#Shadowrun free spirit pc pdf#
This isn’t some PDF we’ve found on the arse-end of the internet. This game has been in circulation longer than a lot of my readers have been alive. This is the fifth fucking edition of a wildly popular title. This isn’t some sideshow attraction like FATAL, or a product that is essentially satire akin to Hackmaster. This isn’t some backwater unplaytested clusterfuck of a thing. My favourite thing about this passage is how I’ve read it four times and still can’t understand it If I wanted to ignore rules I could just tell a story with my friends and leave the dice at home a game should fit together beautifully and each rule should act in service of all the others, not function as some dirty little grab-bag of ideas. It’s just that it’s a fucking shoddy excuse for writing bad rules, is all. (And while we’re at it, I’m fully aware that the important bit isn’t the rules, it’s that we all have fun, and we can ignore rules if they don’t fit. What else is useless? Where do I draw the line? Can these rules survive intact if I ignore bits of them?
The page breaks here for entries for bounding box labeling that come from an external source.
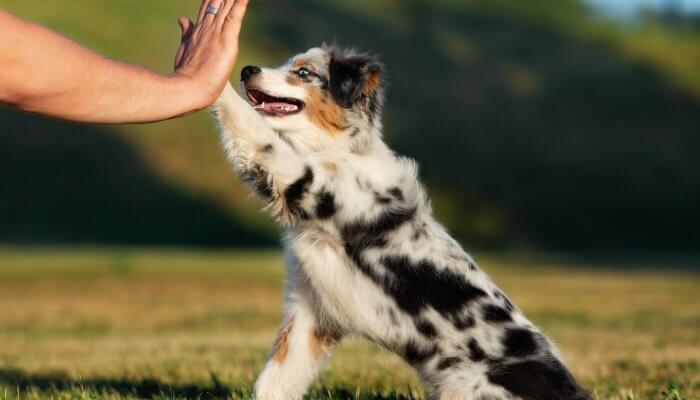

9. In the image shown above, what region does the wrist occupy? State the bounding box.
[169,71,219,113]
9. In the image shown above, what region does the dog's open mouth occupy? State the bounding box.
[246,89,304,116]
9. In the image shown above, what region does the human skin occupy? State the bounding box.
[0,0,248,124]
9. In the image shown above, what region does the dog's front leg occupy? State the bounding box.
[255,294,340,400]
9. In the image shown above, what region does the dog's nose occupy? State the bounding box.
[241,65,262,81]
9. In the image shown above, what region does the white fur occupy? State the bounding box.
[213,49,588,400]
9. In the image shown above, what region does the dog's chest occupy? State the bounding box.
[288,231,387,330]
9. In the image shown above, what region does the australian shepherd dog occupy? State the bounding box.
[212,46,589,400]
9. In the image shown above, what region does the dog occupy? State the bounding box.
[212,45,590,400]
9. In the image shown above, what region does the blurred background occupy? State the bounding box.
[0,0,700,255]
[0,0,700,400]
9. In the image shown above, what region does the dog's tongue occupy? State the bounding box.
[253,102,299,114]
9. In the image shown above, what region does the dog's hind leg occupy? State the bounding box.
[255,293,340,400]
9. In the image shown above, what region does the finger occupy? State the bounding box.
[177,17,194,43]
[216,0,236,30]
[175,17,194,68]
[202,0,223,25]
[224,0,248,36]
[197,0,211,25]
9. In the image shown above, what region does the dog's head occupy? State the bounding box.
[241,46,383,151]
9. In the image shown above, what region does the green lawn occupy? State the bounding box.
[0,249,700,400]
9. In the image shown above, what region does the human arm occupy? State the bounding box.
[0,0,248,123]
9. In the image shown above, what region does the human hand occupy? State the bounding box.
[173,0,248,108]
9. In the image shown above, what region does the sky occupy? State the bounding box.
[585,0,700,18]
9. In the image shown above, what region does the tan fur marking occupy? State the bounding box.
[362,71,382,94]
[309,328,340,358]
[272,317,294,364]
[285,76,301,86]
[306,87,345,134]
[292,58,306,69]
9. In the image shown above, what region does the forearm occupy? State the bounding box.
[0,11,210,123]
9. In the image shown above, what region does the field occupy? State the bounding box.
[0,249,700,400]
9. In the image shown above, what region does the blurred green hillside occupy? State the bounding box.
[0,0,700,251]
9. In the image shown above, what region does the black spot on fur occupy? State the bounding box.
[488,356,590,400]
[469,338,486,362]
[415,319,437,339]
[367,93,380,125]
[404,341,437,365]
[242,167,273,200]
[316,190,337,219]
[342,208,416,252]
[342,209,486,316]
[382,256,486,315]
[503,328,537,357]
[493,291,515,312]
[329,50,382,108]
[284,166,314,219]
[437,357,462,371]
[387,307,399,326]
[389,187,404,201]
[451,315,476,331]
[481,304,513,323]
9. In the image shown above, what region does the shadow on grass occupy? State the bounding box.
[0,368,413,400]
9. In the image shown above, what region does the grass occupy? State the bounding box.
[0,249,700,400]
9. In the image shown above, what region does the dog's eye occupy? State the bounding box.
[297,68,311,76]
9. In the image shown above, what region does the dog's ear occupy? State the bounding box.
[329,55,383,108]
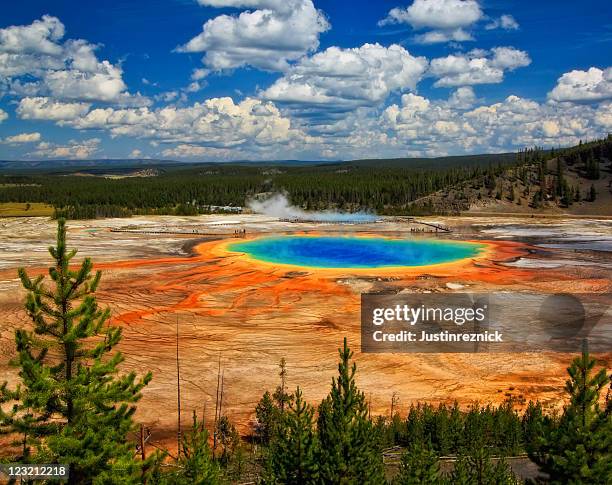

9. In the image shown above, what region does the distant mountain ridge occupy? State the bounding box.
[0,153,516,172]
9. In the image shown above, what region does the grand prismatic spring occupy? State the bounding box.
[0,215,612,442]
[228,236,484,268]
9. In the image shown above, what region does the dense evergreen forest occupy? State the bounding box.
[0,149,576,218]
[0,220,612,485]
[0,136,612,219]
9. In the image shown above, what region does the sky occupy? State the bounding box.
[0,0,612,162]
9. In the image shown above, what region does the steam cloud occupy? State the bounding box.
[247,194,378,222]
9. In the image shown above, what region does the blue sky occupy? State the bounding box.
[0,0,612,161]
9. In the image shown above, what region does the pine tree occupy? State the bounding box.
[530,344,612,484]
[317,338,384,485]
[0,220,151,484]
[216,416,240,465]
[450,444,519,485]
[394,443,442,485]
[267,387,320,485]
[255,391,282,446]
[168,411,220,485]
Will I still be playing the game as the designers intended?

This is like when Vampire: The Masquerade decided that skills such as Flying and Lip-Reading were as mechanically important as skills like Persuasion and Streetwise in their urban game of dark horror. You have to read it with an eye for which rules you’re going to use and which ones you’re going to cut out, and that’s not a good rules-set. Once a game does something like this, it’s hard to take it seriously. 7 th Sea has fewer rules than this for treading water, and large sections of that game are expressly designed to take place on board ship. It’s a game where you are thrown onto the mean streets of Neo Tokyo (or Neo Wherever) and fight to survive against almost impossible odds through canny use of tactics.
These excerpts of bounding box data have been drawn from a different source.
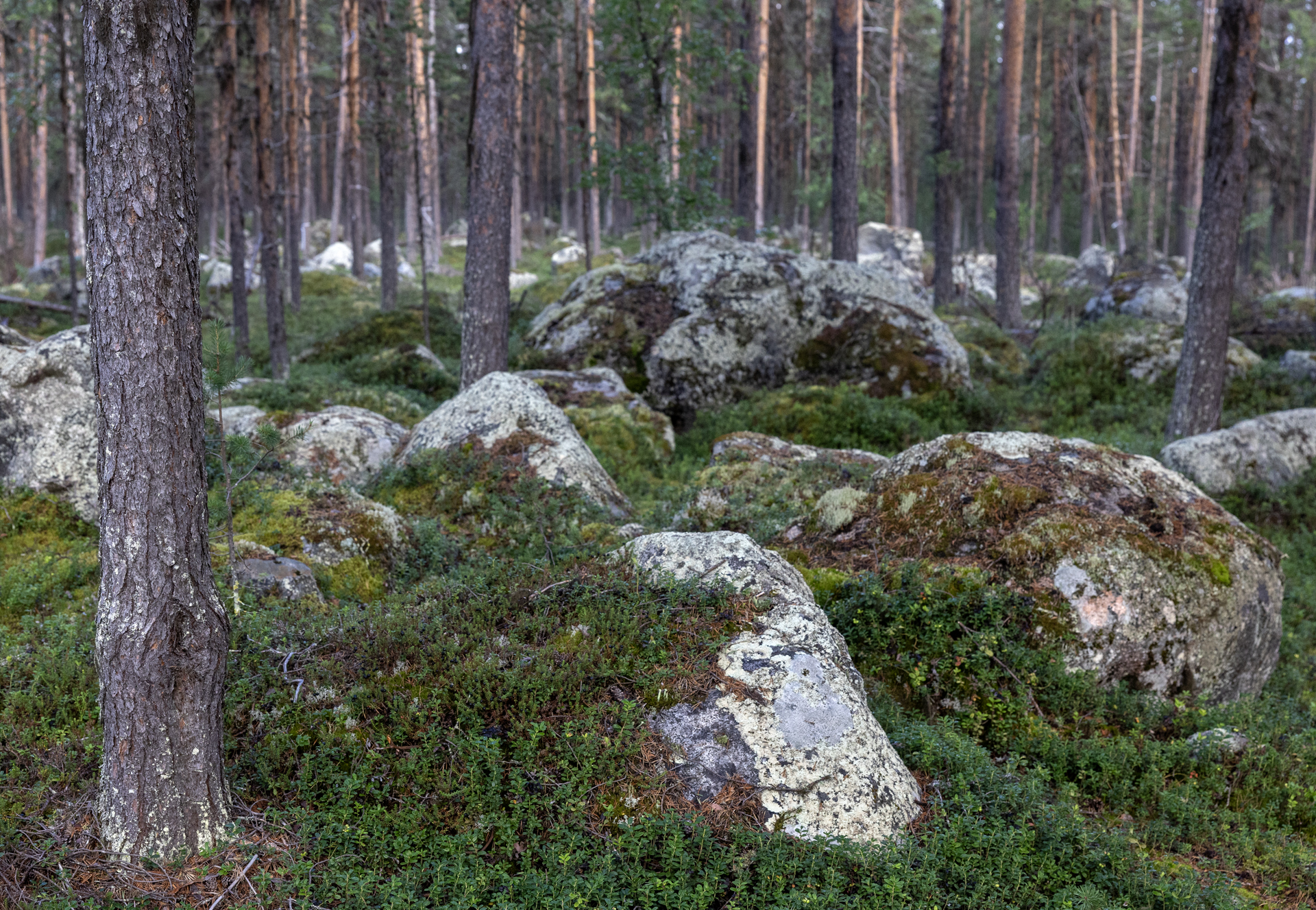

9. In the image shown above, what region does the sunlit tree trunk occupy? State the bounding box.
[83,0,229,861]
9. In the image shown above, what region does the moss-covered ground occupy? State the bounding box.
[0,250,1316,910]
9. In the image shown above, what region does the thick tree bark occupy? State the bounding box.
[1166,0,1262,440]
[83,0,229,859]
[994,0,1027,328]
[887,0,905,228]
[1183,0,1220,272]
[374,0,402,312]
[831,0,860,262]
[216,0,252,357]
[29,25,50,266]
[933,0,960,307]
[252,0,289,379]
[462,0,516,389]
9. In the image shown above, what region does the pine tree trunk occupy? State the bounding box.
[1166,0,1262,440]
[831,0,860,262]
[30,26,50,266]
[374,0,400,312]
[889,0,905,228]
[992,0,1027,329]
[462,0,516,389]
[84,0,229,859]
[933,0,960,307]
[1183,0,1220,272]
[216,0,252,357]
[252,0,288,379]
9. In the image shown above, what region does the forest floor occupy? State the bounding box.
[0,237,1316,910]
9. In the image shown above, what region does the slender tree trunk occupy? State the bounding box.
[1166,0,1262,440]
[831,0,860,262]
[252,0,288,379]
[1110,4,1129,256]
[974,30,991,253]
[83,0,229,860]
[933,0,971,307]
[1160,63,1183,258]
[30,26,50,266]
[329,0,356,243]
[1028,14,1043,262]
[800,0,814,253]
[462,0,516,389]
[889,0,905,228]
[1146,41,1165,259]
[216,0,252,357]
[0,32,11,250]
[994,0,1027,329]
[1184,0,1223,272]
[348,0,367,278]
[374,0,400,312]
[279,0,306,312]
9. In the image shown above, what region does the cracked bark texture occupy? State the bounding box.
[1166,0,1262,441]
[84,0,229,857]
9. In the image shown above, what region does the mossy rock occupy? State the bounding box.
[779,433,1283,701]
[675,432,887,542]
[210,481,409,602]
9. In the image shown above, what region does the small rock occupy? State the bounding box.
[616,532,918,841]
[1189,727,1247,758]
[1160,408,1316,495]
[400,372,631,516]
[239,555,321,601]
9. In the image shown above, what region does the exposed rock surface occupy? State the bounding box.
[1160,408,1316,494]
[620,532,918,840]
[282,405,406,485]
[1083,265,1189,325]
[0,325,100,521]
[400,372,631,515]
[674,432,888,542]
[528,230,968,422]
[1064,243,1114,289]
[239,555,320,601]
[794,433,1283,701]
[516,366,677,464]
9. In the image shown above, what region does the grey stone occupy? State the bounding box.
[1083,265,1189,325]
[863,434,1284,701]
[0,325,100,521]
[617,532,918,840]
[400,372,631,516]
[1160,408,1316,494]
[528,230,968,424]
[239,555,321,601]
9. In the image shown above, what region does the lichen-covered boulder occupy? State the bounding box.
[0,325,100,521]
[280,405,406,485]
[672,432,887,542]
[516,366,677,465]
[1160,408,1316,494]
[1064,243,1114,289]
[792,432,1283,702]
[528,230,968,424]
[620,532,918,840]
[1083,265,1189,325]
[399,372,631,516]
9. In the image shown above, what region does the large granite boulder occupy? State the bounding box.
[399,372,631,516]
[1083,265,1189,325]
[516,366,677,465]
[1160,408,1316,494]
[792,432,1283,702]
[672,432,888,542]
[280,405,406,486]
[618,532,918,840]
[528,230,968,424]
[0,325,100,521]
#Shadowrun free spirit pc full#
For the first example, here’s a paragraph that offers full rules for treading water: I hate three kinds of rules: redundant rules, rules that require maths, and rules that directly counteract against the story. I can’t imagine what they cut from it, because it seems like everything is here. That level of granularity – although it’s so granular it’s now unpleasant to experience, so perhaps grittiness is a better word, in as much as the bottom of a cup of coffee is gritty – is present in every level of the game. But if you’re just coming to the world now, that’s so much choice as to make informed decisions almost impossible. If you’ve been playing Shadowrun for the last ten or twenty years, it’s fine. That’s too much to take in as a new player. As a starting player, here, you’re expected to look over the list of potential vehicles and pick out twelve of them. This is a Rigger, one of the six basic roles you can take on in a Shadowrun team – they’re in charge of piloting vehicles from unmanned drones to tricked-out battletanks. You probably won’t be able to read all that, and that’s fine. But, for the most part, they’re dinosaurs.
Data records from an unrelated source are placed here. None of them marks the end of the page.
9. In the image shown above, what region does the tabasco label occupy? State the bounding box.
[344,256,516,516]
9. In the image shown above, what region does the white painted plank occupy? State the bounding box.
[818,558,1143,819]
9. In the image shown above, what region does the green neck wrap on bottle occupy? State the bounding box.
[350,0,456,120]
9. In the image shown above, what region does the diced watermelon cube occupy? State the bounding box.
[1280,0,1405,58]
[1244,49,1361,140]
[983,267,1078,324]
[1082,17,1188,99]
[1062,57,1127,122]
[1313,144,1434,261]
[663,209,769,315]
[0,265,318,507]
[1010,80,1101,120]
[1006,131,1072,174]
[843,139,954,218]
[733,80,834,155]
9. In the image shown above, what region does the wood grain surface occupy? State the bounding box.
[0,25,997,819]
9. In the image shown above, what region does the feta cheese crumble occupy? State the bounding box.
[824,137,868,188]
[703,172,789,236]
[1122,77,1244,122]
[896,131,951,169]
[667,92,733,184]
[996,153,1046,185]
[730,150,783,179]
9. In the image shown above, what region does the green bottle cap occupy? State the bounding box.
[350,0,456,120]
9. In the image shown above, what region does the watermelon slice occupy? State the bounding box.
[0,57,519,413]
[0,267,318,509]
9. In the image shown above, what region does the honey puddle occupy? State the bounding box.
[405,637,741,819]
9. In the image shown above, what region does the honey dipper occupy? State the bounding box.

There’s a thrill to pitting yourself against a ruleset and trying to wring the most effective characters out of it. There’s still a market for your Travellers and your Dark Heresies, of course, for hardbacked tomes that have rules for every eventuality and worldbuilding that covers every base. We don’t need massive blocks of stats and numbers to help us define a game world we need brisk, crisp rules that power reward behaviour and power stories. Now, these days we’re in something of a movement towards lighter games. So you’ve got near-future chipheads and goons struggling to survive in a world of chrome and neon and double-crosses whilst also, crucially, being trolls and elves and casting magic spells. This is the random personality table for NPCs, and almost all the personalities are awfulįor those who don’t know, Shadowrun is a combination of two great 80’s roleplaying tastes that taste great together – High Fantasy and Cyberpunk.